Robot’s revenge – the CAPTCHA that stops humans

What do bots talk about on their bots-only internet?

Do they debate whether Mark Zuckerberg is in fact a robot or A CARBON-BASED LIFEFORM INGESTING CORROSIVE ISOPODS OF TRILOBITE NOURISHMENT and apologize for PROMINENT FULL-CAPITAL YELLING CAUSING DISCOMFORT TO YOUR AUDITORY RECEIVERS EARS, PROVIDING amusement.value=256 in a MOST AMUSING SUBROUTINE JOKE?

(If you like robot humor like that, please do visit r/totallynotrobots and observe a fellow human having a human experience.)

Anyway, beats me, what robots talk about on robot internet. I’m a human. And I have verified my humanness thanks to an “online performance” called Humans Not Invited, brought to us courtesy of online programmer artist Damjanski. His real name, according to Motherboard, is Danjan Pita.

The online performance is in fact a Completely Automated Procedure for Telling Computers and Humans Apart (CAPTCHA). They look similar to Google’s reCAPTCHAs, in that you’re presented with a vision test that asks you to select a collection of images based on question: select all squares with spinners, say, or select all squares with traffic lights.

But the images in the Humans Not Invited test aren’t made for human eyes. Rather, they’re full of images that are blurred beyond recognition. At least, they’re blurred beyond most human recognition: some Reddit users said they guessed correctly, though nobody at Motherboard did. Nor could I, and I tried several times.

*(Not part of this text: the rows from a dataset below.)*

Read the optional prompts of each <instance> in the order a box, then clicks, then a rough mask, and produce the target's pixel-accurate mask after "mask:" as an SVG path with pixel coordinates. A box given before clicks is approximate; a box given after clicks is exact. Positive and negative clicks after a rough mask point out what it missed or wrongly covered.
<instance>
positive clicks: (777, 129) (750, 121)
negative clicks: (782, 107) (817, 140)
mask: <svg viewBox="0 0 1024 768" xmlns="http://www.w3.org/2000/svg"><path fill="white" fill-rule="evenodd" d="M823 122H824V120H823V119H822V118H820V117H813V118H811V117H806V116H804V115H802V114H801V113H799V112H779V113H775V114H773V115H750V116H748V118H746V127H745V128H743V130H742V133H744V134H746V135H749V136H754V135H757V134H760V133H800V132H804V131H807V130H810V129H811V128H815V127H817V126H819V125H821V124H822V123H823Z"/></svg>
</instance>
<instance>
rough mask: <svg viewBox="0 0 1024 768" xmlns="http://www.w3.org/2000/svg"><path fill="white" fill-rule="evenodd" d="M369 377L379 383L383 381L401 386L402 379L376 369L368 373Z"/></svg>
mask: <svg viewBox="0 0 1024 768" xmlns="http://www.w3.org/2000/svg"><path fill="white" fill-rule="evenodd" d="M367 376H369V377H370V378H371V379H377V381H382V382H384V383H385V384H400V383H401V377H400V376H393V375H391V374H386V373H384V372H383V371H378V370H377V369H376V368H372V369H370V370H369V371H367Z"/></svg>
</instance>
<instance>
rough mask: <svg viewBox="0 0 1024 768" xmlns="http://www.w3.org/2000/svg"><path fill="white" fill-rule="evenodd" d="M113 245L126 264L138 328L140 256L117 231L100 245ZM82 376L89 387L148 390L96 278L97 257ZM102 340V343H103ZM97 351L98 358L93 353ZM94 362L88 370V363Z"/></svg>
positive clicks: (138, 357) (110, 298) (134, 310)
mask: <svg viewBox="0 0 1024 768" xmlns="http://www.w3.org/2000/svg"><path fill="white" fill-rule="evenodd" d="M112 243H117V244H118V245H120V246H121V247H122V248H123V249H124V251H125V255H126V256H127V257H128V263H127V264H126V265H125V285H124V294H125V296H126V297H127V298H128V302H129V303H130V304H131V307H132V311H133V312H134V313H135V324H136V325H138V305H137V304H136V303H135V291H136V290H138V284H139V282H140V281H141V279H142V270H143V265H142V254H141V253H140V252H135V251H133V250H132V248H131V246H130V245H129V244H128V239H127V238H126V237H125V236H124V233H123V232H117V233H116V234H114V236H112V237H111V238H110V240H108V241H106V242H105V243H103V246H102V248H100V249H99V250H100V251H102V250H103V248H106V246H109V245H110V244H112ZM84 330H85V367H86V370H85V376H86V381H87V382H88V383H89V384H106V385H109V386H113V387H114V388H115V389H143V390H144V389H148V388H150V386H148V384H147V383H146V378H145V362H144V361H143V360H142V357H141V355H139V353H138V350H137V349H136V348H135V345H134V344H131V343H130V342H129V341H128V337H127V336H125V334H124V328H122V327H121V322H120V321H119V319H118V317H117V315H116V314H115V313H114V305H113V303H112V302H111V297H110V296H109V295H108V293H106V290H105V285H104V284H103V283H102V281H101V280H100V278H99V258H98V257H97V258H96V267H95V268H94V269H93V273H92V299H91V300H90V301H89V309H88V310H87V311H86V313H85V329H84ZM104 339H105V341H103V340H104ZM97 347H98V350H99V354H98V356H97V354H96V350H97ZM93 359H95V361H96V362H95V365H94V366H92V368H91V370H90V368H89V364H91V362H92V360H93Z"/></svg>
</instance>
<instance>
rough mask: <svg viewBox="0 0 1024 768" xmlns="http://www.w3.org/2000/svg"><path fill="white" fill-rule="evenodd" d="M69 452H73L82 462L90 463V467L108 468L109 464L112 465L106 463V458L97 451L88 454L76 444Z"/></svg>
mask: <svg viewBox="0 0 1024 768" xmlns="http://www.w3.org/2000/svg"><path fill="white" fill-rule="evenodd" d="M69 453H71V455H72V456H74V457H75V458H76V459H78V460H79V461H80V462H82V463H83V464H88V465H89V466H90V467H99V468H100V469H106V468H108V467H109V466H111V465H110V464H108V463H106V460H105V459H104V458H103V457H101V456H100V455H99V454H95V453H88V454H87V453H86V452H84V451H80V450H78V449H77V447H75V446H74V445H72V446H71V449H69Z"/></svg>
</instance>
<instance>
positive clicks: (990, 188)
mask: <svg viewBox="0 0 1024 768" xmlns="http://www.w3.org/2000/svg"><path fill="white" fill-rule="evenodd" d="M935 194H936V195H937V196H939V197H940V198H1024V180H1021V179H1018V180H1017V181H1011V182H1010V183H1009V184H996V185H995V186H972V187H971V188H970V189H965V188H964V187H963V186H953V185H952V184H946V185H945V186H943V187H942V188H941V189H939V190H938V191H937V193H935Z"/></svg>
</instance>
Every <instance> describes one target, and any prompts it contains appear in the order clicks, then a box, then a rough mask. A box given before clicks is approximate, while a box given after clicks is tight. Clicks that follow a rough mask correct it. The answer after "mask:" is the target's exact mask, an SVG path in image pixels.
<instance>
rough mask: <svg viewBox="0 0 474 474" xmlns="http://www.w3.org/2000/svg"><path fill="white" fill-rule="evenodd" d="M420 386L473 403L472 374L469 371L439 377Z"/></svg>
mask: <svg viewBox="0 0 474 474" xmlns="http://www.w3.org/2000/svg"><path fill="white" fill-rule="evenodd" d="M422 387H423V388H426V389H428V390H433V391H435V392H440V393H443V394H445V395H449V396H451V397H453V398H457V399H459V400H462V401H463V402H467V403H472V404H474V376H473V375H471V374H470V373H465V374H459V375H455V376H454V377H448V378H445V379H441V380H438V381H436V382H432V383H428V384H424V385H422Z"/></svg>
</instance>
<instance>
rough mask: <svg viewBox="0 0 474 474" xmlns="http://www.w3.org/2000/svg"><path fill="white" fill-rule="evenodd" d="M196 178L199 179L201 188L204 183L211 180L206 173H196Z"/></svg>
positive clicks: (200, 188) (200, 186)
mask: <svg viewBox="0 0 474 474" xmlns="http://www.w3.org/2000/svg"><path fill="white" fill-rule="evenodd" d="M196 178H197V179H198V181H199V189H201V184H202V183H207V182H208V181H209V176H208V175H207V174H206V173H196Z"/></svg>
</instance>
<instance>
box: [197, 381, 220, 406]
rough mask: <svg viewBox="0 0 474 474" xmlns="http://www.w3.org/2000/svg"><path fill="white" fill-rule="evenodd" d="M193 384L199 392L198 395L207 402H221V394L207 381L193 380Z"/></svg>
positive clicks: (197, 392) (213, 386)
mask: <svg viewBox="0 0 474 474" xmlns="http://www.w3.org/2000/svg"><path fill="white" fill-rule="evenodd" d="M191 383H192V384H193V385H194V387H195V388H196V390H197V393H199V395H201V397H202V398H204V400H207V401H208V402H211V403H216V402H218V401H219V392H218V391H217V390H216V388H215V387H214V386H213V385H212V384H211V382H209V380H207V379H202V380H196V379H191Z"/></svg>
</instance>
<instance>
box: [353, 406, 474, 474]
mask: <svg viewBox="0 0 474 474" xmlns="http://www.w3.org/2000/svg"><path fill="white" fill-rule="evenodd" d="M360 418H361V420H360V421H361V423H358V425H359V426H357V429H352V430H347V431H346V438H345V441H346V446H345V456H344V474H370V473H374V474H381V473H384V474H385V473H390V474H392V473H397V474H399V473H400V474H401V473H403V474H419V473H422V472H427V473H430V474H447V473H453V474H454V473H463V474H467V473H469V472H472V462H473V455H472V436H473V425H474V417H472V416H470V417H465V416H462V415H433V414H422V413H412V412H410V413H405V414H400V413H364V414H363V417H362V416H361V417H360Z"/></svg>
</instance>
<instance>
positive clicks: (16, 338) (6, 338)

Damjanski told Motherboard in an email that bots (software robots) can pick out the right images, which are real images that have been blurred with an algorithm:

So for example when the captcha asks you to select each square with an Ewok – there are some blurred Ewoks in that captcha. We also have a program changing always the image titles so people can’t trick it by checking the names of the image files.

Damjanski posted the site on Hacker News last week.

The point of CAPTCHA challenges is to act as a gate that lets humans through but stops or slows down bots. Unfortunately the bots keep finding the key to the lock. There are three kinds of CAPTCHA, and they’ve all been automatically kicked over by researchers: image challenges, audio challenges and text challenges.

CAPTCHA challenges aren’t the be-all and end-all: rather, they act as a stumbling block, to slow down bots as much as possible.

But not this one! Damjanski’s goal is to stop humans, and this is the message you’ll get unless you’re lucky or you have algorithms in your eyeballs:

Damjanski told Motherboard that since posting the test last week, people have created bots to beat it. He said that he and two friends have been re-evaluating and toughening the challenge:

We constantly update the algorithm on different variables like for example how many pictures it serves or in another case how it blurs the images.

Once your bot is in, it’s honored by having its IP address added to a published list. Damjanski says more than 30 bots had made it into the “locked robot room” as of Wednesday, where they were greeted with the words, “Welcome! You are not a human.”

Damjanski says there’s no end date: he’s just going to keep updating the algorithm as people find ever more creative ways to beat it.

I kinda enjoy seeing what people’s reactions are going to be.